Proyecto abortado
Se ha esfumado la conexión wifi que pillaba desde casa (ahora estoy en un cíber). No sé si volverá, pero el contratiempo me ha impulsado a abortar mi proyecto de nuevo blog: por ahorrarme la inquietud de estas precariedades técnicas. Además, estos días he venido dándome cuenta de que El año del sí ganaría si fuese más intimista y descarnado, más impúdico: algo que no me atrevo a hacer en internet. Hay una tercera razón: me he cansado de regalar textos; de exhibir mi trabajo sin (como dice Arcadi Espada) "una cierta traducción económica". El aprendiz al sol voy a mantenerlo, como hilo de comunicación y como escaparate. Pero nada más. El año del sí lo llevaré a cabo, sólo que como libro. (Y si hay algún editor interesado, que me llame.)

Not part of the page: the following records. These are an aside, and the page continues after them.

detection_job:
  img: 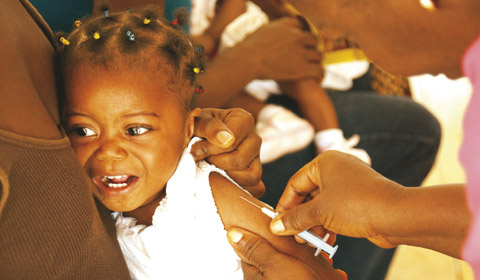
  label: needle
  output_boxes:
[240,196,338,259]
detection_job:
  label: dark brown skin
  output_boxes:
[210,173,342,279]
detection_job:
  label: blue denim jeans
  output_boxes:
[261,91,441,280]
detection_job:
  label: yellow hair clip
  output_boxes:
[418,0,438,12]
[60,37,70,46]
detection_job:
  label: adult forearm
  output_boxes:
[386,185,470,258]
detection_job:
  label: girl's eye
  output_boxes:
[73,127,96,137]
[127,127,150,136]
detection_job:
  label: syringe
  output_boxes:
[240,196,338,259]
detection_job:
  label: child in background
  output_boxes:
[59,8,338,279]
[191,0,370,163]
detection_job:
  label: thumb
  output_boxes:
[270,199,323,235]
[227,228,278,270]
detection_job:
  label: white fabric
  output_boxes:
[314,128,372,165]
[112,138,243,280]
[190,0,370,100]
[255,104,315,163]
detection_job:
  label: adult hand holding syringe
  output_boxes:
[240,197,338,259]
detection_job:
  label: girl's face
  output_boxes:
[64,65,200,217]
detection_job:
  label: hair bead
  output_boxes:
[195,86,203,94]
[127,30,135,42]
[60,37,70,46]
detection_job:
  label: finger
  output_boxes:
[276,158,321,212]
[192,109,260,160]
[227,157,262,187]
[227,228,278,272]
[208,132,262,172]
[242,262,263,280]
[193,109,235,148]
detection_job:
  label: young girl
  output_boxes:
[59,6,342,279]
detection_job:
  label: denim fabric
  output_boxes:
[261,91,441,280]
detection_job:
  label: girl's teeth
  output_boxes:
[108,183,127,188]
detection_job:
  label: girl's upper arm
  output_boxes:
[210,173,325,272]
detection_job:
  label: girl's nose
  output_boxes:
[95,141,128,160]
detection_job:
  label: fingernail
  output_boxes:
[272,220,285,233]
[227,229,243,243]
[217,130,235,147]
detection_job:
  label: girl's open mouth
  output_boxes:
[92,175,139,195]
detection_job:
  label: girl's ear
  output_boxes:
[186,108,202,145]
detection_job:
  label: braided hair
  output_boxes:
[55,6,205,109]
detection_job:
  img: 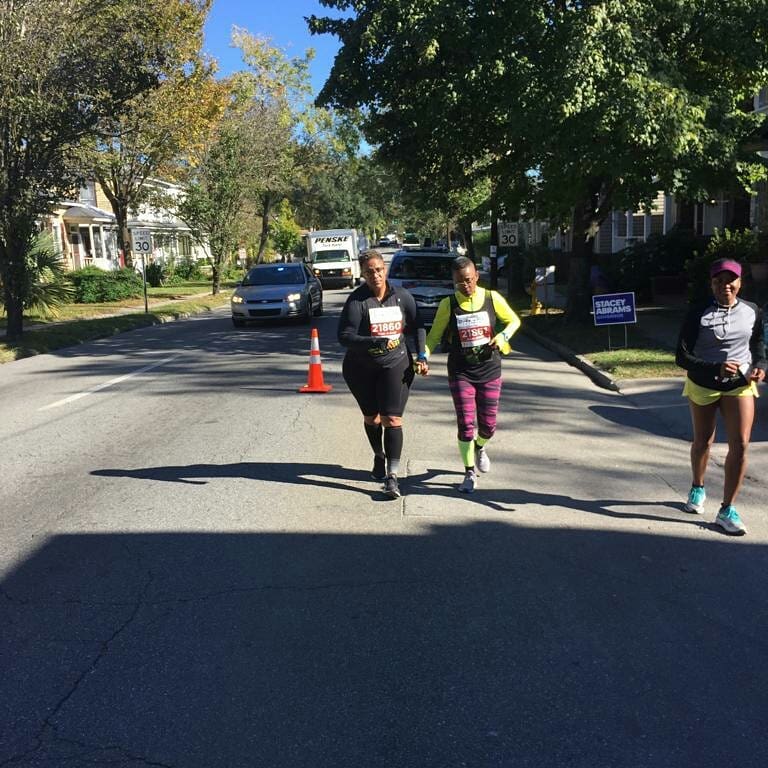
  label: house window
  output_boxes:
[616,211,627,237]
[694,203,704,235]
[51,221,64,251]
[93,227,104,259]
[597,216,613,253]
[78,181,96,207]
[179,235,192,259]
[755,88,768,112]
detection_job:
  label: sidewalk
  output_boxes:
[523,296,768,483]
[0,291,218,342]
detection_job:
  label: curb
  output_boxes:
[520,322,621,392]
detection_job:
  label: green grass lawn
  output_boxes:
[517,302,684,379]
[0,280,235,328]
[0,291,230,363]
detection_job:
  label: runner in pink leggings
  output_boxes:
[426,256,520,493]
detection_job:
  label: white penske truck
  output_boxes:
[307,229,360,288]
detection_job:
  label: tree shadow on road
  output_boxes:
[91,461,701,525]
[0,520,768,768]
[91,461,447,500]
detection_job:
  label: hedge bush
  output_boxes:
[69,267,144,304]
[685,229,759,302]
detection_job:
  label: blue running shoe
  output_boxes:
[715,504,747,536]
[683,485,707,515]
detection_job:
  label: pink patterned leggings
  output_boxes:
[448,376,501,442]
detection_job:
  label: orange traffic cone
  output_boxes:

Por otra parte, el paciente lector se preguntará qué fue de mi retiro de Asilah. Es otro proyecto abortado. No sé si es ya una cuestión de puro autosabotaje (¡escribir no escribo, pero rasgos artísticos me sobran!): el caso es que todo iba bien, o estaba empezando a ir bien... cuando decidí regresar a España a mediados de septiembre "sólo por unos días", con el propósito de ajustar las fechas para el último tramo del año. Como el máximo de estancia continuada es de tres meses, mi intención era volver a Marruecos el 23, y ya quedarme allí hasta las vísperas de la Navidad. El 23 de septiembre desperté con la maleta ya hecha para viajar, pero amaneció lloviendo. No me apetecía meterme en un barco lloviendo. Me quedé. Y ya me enredé en otros asuntos. En estos dos meses y pico he estado a punto de partir cuatro veces, pero, por una cosa u otra, ninguna he podido hacerlo. El último intento serio fue el 3 de noviembre, pero tampoco pudo ser. La otra tarde seguía angustiado con la idea de a ver si me iba... cuando me di cuenta de que ya no me quedaba dinero para aguantar en Asilah demasiado tiempo. Así que el dilema se ha resuelto solo. Me queda ir todavía una vez para recoger mis cosas; pero será un viaje rápido. Volveré a Málaga y aquí me quedaré, condenado por mi economía. Espero que escribiendo al menos. (En la antesala del año del sí ya van, pues, dos noes.)